The Department of Homeland Security’s Cybersecurity and Infrastructure Security Agency (CISA) on Wednesday issued a final directive requiring all federal agencies to develop and publish cyber vulnerability disclosure policies. 

The directive, which is the finalized version of a draft order published by CISA in November, is intended to make it easier for the public to disclose cybersecurity vulnerabilities to federal agencies and what types of communication to expect after reporting the issue.  

“Cybersecurity is strongest when the public is given the ability to contribute, and a key component to receiving cybersecurity help from the public is to establish a formal policy that describes how to find and report vulnerabilities legally,” Bryan Ware, assistant director for Cybersecurity at CISA, said in a statement. 

In a separate blog post, Ware compared vulnerability disclosure to alerting authorities to a house fire or another emergency. 

“Imagine visiting a government web application – say, website.gov – on a balmy evening and noticing an open redirect on the site,” Ware wrote, referencing a type of cyber vulnerability. “You click around. Nothing on the site hints at how to report this. What do you do? If you’re into cybersecurity, you might send a short email to security@website.gov, pulse some contacts when it bounces, and tweet something spicy about website.gov.”

“It doesn’t have to be this way,” he added. 

CISA asked the public for input on the draft order last year, the first time the agency had taken that step.
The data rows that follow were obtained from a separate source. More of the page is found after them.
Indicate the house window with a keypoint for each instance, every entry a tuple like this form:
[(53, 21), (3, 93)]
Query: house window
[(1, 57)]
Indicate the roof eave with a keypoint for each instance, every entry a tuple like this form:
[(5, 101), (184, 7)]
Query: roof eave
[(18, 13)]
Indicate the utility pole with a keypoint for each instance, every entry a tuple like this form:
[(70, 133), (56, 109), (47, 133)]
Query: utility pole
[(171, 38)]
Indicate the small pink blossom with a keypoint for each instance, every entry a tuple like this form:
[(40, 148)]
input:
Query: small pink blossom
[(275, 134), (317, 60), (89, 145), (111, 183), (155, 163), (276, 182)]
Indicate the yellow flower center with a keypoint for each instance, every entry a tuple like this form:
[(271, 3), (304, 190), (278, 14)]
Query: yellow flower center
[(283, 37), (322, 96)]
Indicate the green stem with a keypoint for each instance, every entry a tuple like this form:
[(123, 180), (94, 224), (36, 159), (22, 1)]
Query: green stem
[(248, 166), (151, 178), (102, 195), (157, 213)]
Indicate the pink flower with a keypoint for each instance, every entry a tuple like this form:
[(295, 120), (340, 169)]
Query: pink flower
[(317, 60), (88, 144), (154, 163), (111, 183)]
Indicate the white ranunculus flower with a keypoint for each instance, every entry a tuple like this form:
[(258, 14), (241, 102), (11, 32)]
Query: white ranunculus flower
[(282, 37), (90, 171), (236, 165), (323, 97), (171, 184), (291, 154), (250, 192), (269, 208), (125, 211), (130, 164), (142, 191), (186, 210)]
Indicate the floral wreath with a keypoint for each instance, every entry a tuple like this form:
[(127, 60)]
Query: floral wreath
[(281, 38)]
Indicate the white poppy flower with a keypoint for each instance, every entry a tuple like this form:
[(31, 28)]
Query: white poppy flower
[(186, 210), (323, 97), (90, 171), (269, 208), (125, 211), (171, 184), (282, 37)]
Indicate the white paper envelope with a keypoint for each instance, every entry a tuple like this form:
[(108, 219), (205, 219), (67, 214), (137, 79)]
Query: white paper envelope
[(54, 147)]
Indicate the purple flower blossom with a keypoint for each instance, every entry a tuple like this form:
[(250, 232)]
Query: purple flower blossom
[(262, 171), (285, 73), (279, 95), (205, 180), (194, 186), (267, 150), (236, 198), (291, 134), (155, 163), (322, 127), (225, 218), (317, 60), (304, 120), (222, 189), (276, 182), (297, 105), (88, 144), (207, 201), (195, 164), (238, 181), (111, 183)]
Ware wrote that CISA received over 200 recommendations, including those from the Commerce, Education, Energy, Justice, and Treasury Departments, House Minority Leader Kevin McCarthy (R-Calif.), Sen. Amy Klobuchar (D-Minn.), and Rep. James Langevin (D-R.I.). 

“Even though not all suggestions led to a direct change, every comment helped us think more deeply about vulnerability coordination in the federal enterprise,” Ware wrote. “Our sincere thanks.”

Langevin, a member of the congressionally-established Cyberspace Solarium Commission, applauded the move by CISA on Wednesday. 

“When cybersecurity researchers find a flaw in software, they need to have some mechanism for reporting it so it can be fixed,” Langevin said in a statement. “I have long advocated for vulnerability disclosure policies that provide clear guidelines for such reporting, and, today, the federal government is taking an important step in normalizing them.”